Hier erlebt man nämlich nicht das, was in den Märchenbüchern steht, sondern die Geschichten zwischen den Zeilen. Damit kann sich allerdings der Narrator, sehr überzeugend dargestellt von Marvin Grunwald, erst mal gar nicht abfinden. Der sieht die Welt nämlich nur in schwarz und weiß. Er will nicht, dass die Guten und die Bösen Freunde werden. „So funktionieren klassische Märchen nicht“, ist seine Meinung.
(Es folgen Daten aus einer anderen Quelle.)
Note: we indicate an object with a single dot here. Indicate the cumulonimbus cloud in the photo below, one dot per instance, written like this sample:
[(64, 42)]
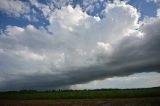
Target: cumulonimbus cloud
[(76, 48)]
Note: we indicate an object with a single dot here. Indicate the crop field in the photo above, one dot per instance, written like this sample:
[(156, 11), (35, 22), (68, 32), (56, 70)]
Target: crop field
[(102, 97)]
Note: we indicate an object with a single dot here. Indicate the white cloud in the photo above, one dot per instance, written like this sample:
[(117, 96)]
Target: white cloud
[(141, 80), (78, 48), (14, 7)]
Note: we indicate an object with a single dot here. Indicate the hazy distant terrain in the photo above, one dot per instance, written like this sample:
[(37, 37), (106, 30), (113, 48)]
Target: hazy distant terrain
[(102, 97)]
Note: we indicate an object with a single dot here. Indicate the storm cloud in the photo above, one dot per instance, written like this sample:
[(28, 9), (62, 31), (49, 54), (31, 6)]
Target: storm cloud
[(77, 48)]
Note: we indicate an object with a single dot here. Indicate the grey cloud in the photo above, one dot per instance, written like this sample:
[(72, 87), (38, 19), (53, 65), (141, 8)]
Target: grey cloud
[(33, 59)]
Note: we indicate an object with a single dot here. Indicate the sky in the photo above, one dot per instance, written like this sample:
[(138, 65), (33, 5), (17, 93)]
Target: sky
[(79, 44)]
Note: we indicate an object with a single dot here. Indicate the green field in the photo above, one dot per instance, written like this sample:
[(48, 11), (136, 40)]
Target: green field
[(80, 94)]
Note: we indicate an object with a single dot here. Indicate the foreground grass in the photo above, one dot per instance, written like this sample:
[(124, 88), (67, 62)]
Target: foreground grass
[(154, 101), (81, 94)]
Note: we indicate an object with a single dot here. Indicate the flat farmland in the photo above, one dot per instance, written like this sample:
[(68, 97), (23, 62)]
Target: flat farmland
[(103, 97)]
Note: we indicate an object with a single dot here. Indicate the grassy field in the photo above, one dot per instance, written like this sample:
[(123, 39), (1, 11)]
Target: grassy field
[(102, 97), (81, 94)]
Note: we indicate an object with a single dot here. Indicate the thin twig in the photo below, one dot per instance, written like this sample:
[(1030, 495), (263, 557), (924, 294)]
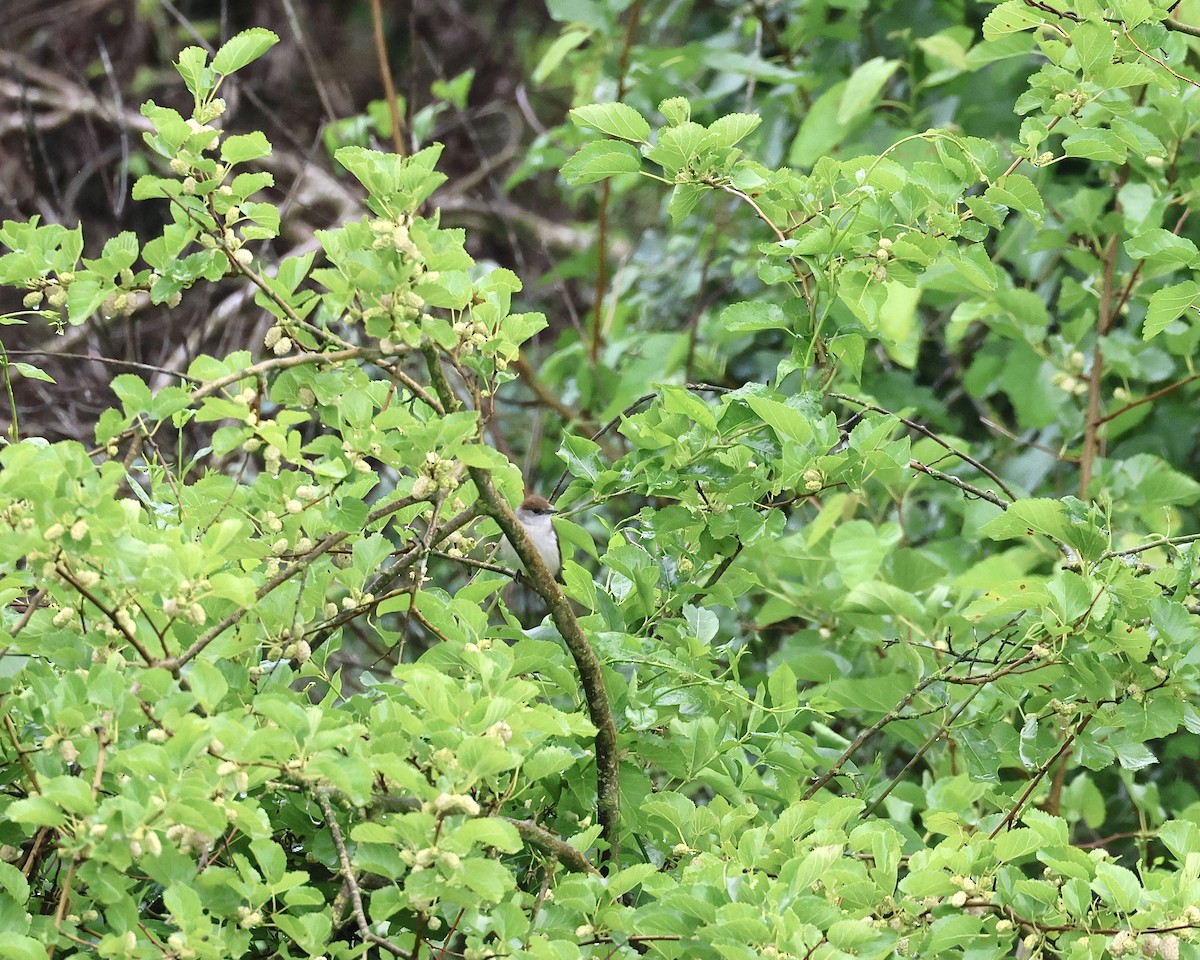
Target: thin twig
[(389, 85), (343, 861), (927, 432)]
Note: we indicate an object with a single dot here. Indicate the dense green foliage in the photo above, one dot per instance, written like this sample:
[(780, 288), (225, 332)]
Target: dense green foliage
[(880, 636)]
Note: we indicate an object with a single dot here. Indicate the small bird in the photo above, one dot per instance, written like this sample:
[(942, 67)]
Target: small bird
[(534, 514)]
Und dann gerät alles aus den Fugen. Snow White (Aliya Biblis), Little Red Ridinghood (Amelie Becker) und die Sleeping Beauty (Kim Schulz) bekämpfen gemeinsam den Drachen. Die Wicked Witch (Wiebke Struthoff) macht Cinderella (Madeleine Hesse) Komplimente über ihre hübsche Nase und fegt gemeinsam mit ihr den Boden, während diese ihrerseits die schönen Knie der Hexe lobt.
Der Wolf möchte nicht mehr böse, sondern viel lieber „friendly“ und am allerliebsten der „lovable Antagonist“ sein. Und auch die Step-Mother (ausdrucksstark verkörpert von Lina Buckow) entspricht so gar nicht dem gängigen Klischee. Zu allem Überfluss geraten dann auch noch einige Kinder in die Märchenwelt und wundern sich zunächst darüber, dass hier so gar nichts ihren Erwartungen entspricht.
Das Spiel mit den Klischees sorgt nicht nur im Publikum für Erheiterung, sondern bereitet offenbar auch den jungen Darstellern selbst viel Vergnügen. Erfrischend ist ihr Spiel, die englischen Texte gehen allen locker von den Lippen. Der eine oder andere kleine Texthänger wird fröhlich übergangen. Eine Überraschung gibt’s noch, als sich der Junge Devin (Finja Süwolto) am Ende als Mädchen entpuppt.
Trotz aller Komik bleibt die Botschaft nicht auf der Strecke. Es geht um den Blick über den Tellerrand, Akzeptanz und Toleranz gegenüber dem Anderssein und den Mut, die eigene Rolle zu überdenken und notfalls zu verändern.
Und irgendwann verändert sich auch die Sichtweise des Narrators: Eine „Welt aus Technicolor“ besiegt die Welt in schwarz und weiß. Schöne Klangeffekte, dramatischer Trockennebel, sorgsam ausgewählte Hintergrundbilder und fantasievolle Kostüme machen aus dieser Inszenierung, für die die Kinder mit ihren Lehrerinnen Annette Hesse und Kristina Hölker über ein halbes Jahr geprobt haben, ein bezauberndes Erlebnis. Immer wieder gibt’s Zwischenapplaus und am Ende den verdienten Beifall.
Statt sich zu bekämpfen oder gar aufzufressen, schließen die Märchengestalten einen Freundschaftspakt.